8.2. Photonic Crystal Enhanced Fluorescence

Previous research used a microscopy-based approach for fluorescence enhancement from a dielectric PC surface over extended surface areas to overcome these issues. A bulk Cy-5-conjugated streptavidin layer on a one-dimensional PC has been shown to increase fluorescence intensity by 60-fold [215] and even 360-fold with a gold mirror reflector via a Fabry–Perot-type cavity [35,97]. Connecting the PC leaky mode and fluorescence-guided extraction, a two-dimensional PCs can produce a 108× fluorescence amplification for a thin layer of quantum dots (QDs) [37]. Yan et al. recently demonstrated a multiple heterostructure PC with a super-wide stopband to achieve a 10²-fold increase in broadband fluorescence [216], which required a sophisticated layer-by-layer fabrication of self-assembled 2D colloidal crystal monolayers. Florescence has also been enhanced using three-dimensional PC structures. Song et al. spin-coated a Ru dye layer on 3D opal PCs made up of multilayers of PMMA spheres in order to achieve a 320-fold luminescence enhancement with dual-stopband configurations [161].

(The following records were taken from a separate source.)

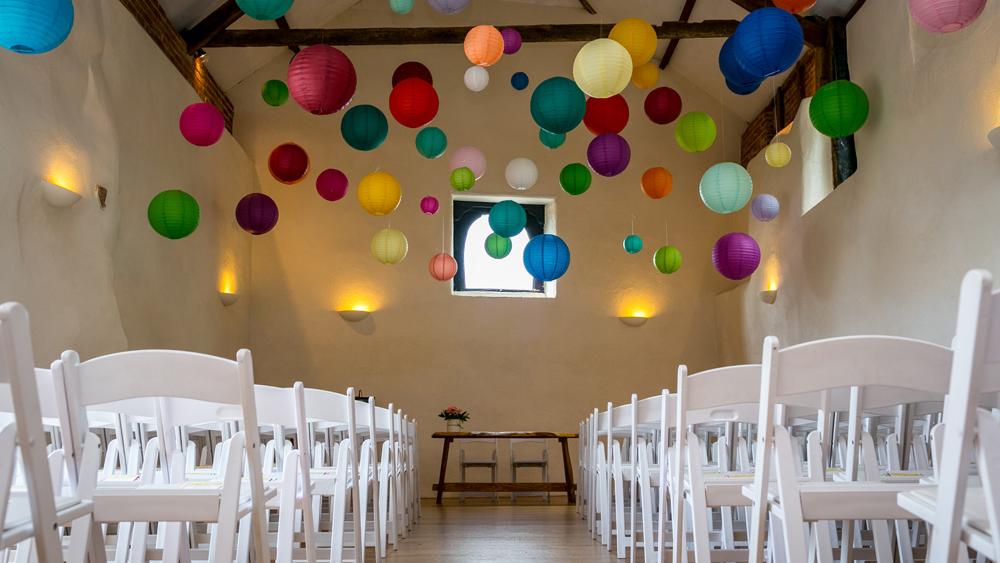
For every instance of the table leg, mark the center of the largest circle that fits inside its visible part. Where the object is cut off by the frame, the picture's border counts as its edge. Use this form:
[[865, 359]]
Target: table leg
[[444, 468]]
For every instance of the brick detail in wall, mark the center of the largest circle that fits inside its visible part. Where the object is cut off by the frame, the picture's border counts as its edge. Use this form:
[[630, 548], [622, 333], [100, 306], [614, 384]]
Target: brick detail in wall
[[153, 19]]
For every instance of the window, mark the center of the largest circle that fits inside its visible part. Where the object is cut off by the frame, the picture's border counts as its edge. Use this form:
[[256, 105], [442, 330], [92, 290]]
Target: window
[[478, 272]]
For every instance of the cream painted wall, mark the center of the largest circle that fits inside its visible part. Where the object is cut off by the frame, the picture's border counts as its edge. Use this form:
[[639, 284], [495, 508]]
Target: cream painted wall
[[102, 109]]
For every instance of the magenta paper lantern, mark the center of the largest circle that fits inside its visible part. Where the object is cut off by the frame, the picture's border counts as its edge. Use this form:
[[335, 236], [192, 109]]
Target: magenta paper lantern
[[429, 205], [331, 184], [322, 79], [945, 16], [257, 213], [202, 124], [736, 256], [609, 154]]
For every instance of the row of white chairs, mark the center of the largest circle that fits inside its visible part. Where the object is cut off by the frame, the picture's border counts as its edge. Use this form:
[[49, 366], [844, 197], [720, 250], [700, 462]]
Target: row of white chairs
[[860, 448], [158, 455]]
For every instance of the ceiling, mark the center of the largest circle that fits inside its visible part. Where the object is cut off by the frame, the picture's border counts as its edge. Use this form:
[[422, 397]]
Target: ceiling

8.3. Theoretical Framework of Photonic Crystal Enhanced Fluorescence

Beyond previous reports of quantum dot (QD) enhancement by PC surfaces [37], Cunningham’s group recently created a newly designed PC nanostructured surface that can serve as a general-purpose macroscopic substrate for the fluorescence microscopy of QD tags, with a simple low-cost fabrication process and significantly improved enhancement factor up to 3000 folds [78]. Radiative engineering achieves much greater enhancement by precisely matching two quality factors of radiation (Q_r) and non-radiation (Q_nr). The radiation quality factor relates to the stored optical energy of photonic cavity while the non-radiation quality factors depend on absorption or inevitable loss caused by fabrication imperfections. To maximize the enhancement factor toward theoretical limits, Q-matching requirements (Q_r = Q_nr) must be satisfied for two PC resonance modes (both pump mode and fluorescence mode). Compared with unpatterned surface and bulk absorption, the PC is intended to provide a resonant optical pump mode at the wavelength of laser illumination, generating an increased electromagnetic field for stimulating surface-attached QDs. The increased excitation mechanism allows for the significant absorption of pump energy by QDs near the PC surface and generates more photons with an enhanced excitation rate than QDs in contact with a glass surface. Meanwhile, in the far-field, QD emission light coupled with the PC fluorescent mode with sharp spectral features radiates at a higher extraction rate, thus allowing sensors to capture more photons. Moreover, the dielectric PC improves quantum efficiency via the Purcell effect, resulting in a shorter spontaneous emission lifetime. The photonic dispersion provided by the PC band diagram governs the highly directional photon angular distribution in free space. Through the strategic selection of a microscope objective lens, the directional emission mechanism can improve the overall photon collection efficiency from the PC surface. Furthermore, the presence of QDs on the PC has shown blinking suppression for QDs near the surface, in which the QD remains in its “on” state for a greater percentage of the time.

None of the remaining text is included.